Speaking to Money Marketing, Shadow Treasury Financial Secretary Mark Hoban says: “The RDR is an important process with potentially huge benefits for IFAs. It is in the interest of consumers and the industry to meet the challenges set out, including increasing access to advice. Advisers who give good advice to consumers have nothing to fear from this.”
But when asked if the Conservatives are committed to a 2012 deadline for compliance with the RDR proposals, Hoban says: “I don’t know I can answer that.”
Beachcroft Regulatory Consulting managing director Richard Hobbs says advisers should not assume the RDR will go ahead under a Tory Government. He says: “My advice for advisers is to lobby with particular vigour on the changes they want to see made to the RDR and to delay expensive re-engineering until after the general election when we can see more clearly where the land lies.”
Cicero Consulting managing director Iain Anderson says: “Any new structures will take time to bed in. The trajectory of the RDR is likely to get delayed. It may not be called the RDR any more but the underlying thinking is still likely to emerge at the other end.”

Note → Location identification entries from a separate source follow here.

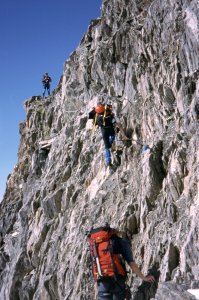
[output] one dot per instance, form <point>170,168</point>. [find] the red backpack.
<point>105,263</point>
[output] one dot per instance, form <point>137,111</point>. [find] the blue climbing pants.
<point>46,87</point>
<point>109,289</point>
<point>108,135</point>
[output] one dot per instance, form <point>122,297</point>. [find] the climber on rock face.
<point>108,267</point>
<point>105,118</point>
<point>46,80</point>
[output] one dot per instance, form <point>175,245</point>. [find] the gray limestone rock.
<point>143,56</point>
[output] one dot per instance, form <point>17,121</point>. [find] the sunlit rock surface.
<point>144,57</point>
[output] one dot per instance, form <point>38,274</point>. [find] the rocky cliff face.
<point>143,56</point>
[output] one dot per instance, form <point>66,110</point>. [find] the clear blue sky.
<point>36,36</point>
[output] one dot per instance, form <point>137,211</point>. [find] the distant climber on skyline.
<point>46,80</point>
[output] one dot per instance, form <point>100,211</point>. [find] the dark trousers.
<point>108,135</point>
<point>110,289</point>
<point>46,87</point>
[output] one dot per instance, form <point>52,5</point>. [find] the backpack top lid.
<point>99,109</point>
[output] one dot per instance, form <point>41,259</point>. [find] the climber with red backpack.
<point>106,120</point>
<point>109,253</point>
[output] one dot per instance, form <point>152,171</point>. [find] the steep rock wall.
<point>143,56</point>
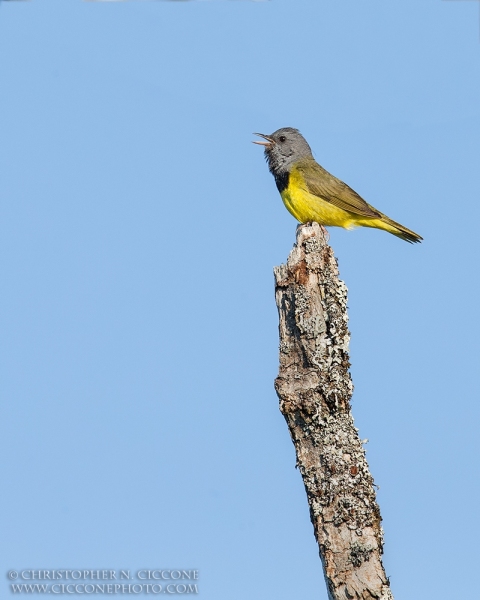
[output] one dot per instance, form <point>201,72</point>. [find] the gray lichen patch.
<point>315,388</point>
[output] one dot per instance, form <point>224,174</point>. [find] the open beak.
<point>267,144</point>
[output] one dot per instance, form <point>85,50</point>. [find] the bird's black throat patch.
<point>282,179</point>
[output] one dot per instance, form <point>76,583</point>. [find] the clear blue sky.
<point>138,329</point>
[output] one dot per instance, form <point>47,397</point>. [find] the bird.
<point>311,194</point>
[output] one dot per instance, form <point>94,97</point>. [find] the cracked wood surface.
<point>314,387</point>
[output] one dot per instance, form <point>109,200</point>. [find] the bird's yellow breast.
<point>306,207</point>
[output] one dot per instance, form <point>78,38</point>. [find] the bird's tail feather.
<point>395,228</point>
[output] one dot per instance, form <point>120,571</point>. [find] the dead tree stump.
<point>314,387</point>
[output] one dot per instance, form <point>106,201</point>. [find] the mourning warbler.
<point>310,193</point>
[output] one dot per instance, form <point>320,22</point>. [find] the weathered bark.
<point>314,388</point>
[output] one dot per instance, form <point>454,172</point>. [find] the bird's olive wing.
<point>321,183</point>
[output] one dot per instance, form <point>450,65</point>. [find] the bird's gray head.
<point>284,147</point>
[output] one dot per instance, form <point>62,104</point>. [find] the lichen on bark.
<point>315,388</point>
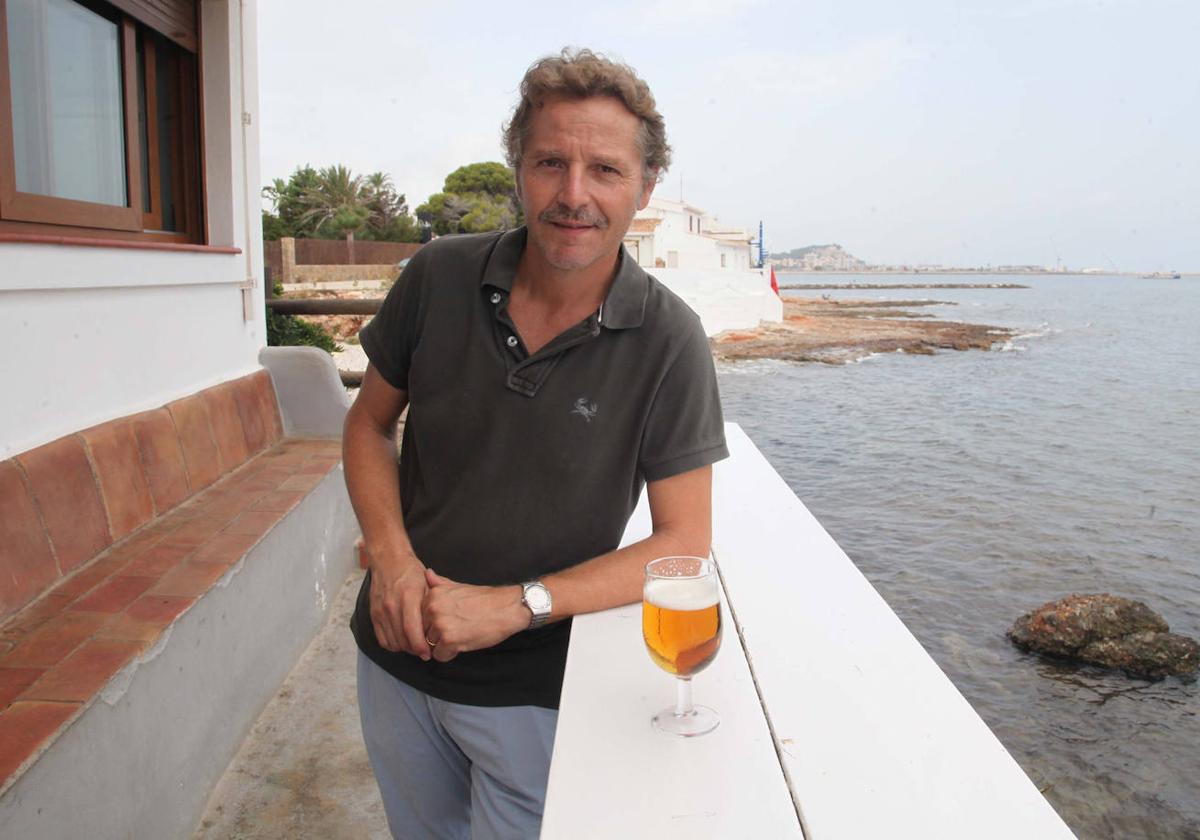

Simplybiz chairman Ken Davy says the RDR should be delayed to take account of a likely change in Government and new European regulations planned for 2014. He says: “These proposals, combined with the certainty of a general election in less than a year, shine a spotlight on the RDR, particularly the unseemly haste with which the FSA is trying to steamroller the far-reaching, radical and expensive RDR proposals through.”
But Personal Finance Society chief executive Fay Goddard says: “Against this background of political uncertainty, doing nothing would seem to be a very high-risk strategy and one that could see firms putting their entire business at risk. Our view is that the RDR will go ahead as laid out.”